Experimentation is no longer a big focus on newer tapes. The perfect example of that would be critical reception of past Gorillaz (or lack thereof) projects between this 2020 iteration and 2010’s Plastic Beach. I personally enjoyed both Humanz and The Now Now, but it seems popular opinion didn’t feel the same. Perhaps there’s another shift in music right now. One in which fans and musicians alike are seeking something different than the norm. If that’s the case then this project was dropped just in time.

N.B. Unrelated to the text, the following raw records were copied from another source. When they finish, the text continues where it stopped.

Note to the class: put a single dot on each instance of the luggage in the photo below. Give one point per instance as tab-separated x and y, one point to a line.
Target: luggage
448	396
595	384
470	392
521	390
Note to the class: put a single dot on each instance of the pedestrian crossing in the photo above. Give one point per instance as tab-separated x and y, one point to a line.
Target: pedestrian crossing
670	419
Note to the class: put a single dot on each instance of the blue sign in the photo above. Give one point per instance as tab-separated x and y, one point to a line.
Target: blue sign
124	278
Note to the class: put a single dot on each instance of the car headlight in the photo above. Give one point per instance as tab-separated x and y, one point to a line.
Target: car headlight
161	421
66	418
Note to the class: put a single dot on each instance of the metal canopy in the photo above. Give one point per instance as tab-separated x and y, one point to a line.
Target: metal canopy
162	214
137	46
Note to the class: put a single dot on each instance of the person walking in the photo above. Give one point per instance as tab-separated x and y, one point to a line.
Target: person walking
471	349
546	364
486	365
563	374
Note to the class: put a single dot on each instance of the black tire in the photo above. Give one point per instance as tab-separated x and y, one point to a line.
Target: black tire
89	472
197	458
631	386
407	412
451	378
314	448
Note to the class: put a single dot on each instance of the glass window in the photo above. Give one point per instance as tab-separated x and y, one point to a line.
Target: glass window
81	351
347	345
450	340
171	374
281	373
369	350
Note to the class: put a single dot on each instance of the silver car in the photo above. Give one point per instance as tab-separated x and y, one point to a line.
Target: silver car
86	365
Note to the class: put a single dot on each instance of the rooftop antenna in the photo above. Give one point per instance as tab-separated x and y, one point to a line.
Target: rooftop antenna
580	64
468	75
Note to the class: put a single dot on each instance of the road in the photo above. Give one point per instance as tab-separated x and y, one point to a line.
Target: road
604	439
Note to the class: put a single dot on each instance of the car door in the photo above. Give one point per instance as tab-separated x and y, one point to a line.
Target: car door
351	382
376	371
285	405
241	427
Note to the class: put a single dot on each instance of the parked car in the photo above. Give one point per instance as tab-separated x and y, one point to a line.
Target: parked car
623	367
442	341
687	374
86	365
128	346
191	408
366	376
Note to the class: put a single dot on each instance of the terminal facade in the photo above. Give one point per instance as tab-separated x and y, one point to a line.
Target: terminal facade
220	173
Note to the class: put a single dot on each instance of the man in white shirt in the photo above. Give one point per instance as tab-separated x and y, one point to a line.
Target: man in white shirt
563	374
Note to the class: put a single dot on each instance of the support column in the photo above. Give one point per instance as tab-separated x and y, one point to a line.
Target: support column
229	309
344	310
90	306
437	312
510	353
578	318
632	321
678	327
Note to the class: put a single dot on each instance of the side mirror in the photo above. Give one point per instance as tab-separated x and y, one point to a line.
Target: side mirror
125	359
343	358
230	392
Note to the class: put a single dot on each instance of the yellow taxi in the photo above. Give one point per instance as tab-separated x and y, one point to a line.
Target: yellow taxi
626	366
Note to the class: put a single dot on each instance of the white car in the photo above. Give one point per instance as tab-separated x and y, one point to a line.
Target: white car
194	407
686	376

Another case of mashups working well is one of the later tracks on the deluxe edition of the album, entitled MLS. Baltimore rapper JPEGMafia and Japan’s pop act CHAI combine for an intriguing creation:
Baby got it for me (Got it for me) But I'm a face to the critics 'cause they beneath me (Oh, oh, facts) Never met an A&R that I wanted to be (It’s all fine, ii kanji beautiful day) Beggin' for plus one, stream, tickets and VIP These niggas get fat, blow money, and lose beefs It's tragic, shake my hand when I hit the ballot (Yeah) Shake my head, niggas got more money than talent Mmm, niggas know I shoot above the average (Pssht) -verse 2, JPEGMafia, MLS
On paper the lyrics don’t hit the same way as when you’re listening to the song. However, JPEGMafia is discussing how his competition isn’t stacking up. At the same time the sounds swirling around the verse are the opposite of braggadocio. While not calm, they somewhat downplay the message in this track. This smashing of messaging coupled together with the artist mashup itself continues said experimental nature.
While one can’t really compare this album to others we’ve reviewed, it’s a refreshing break from what’s out there. Music at times is meant to be an escape, and to also be bold and try new things. Damon Albarn and Jamie Hewlett have done so for decades, and this is a continuation of taking said risks. If you haven’t yet, take a chance and explore this album.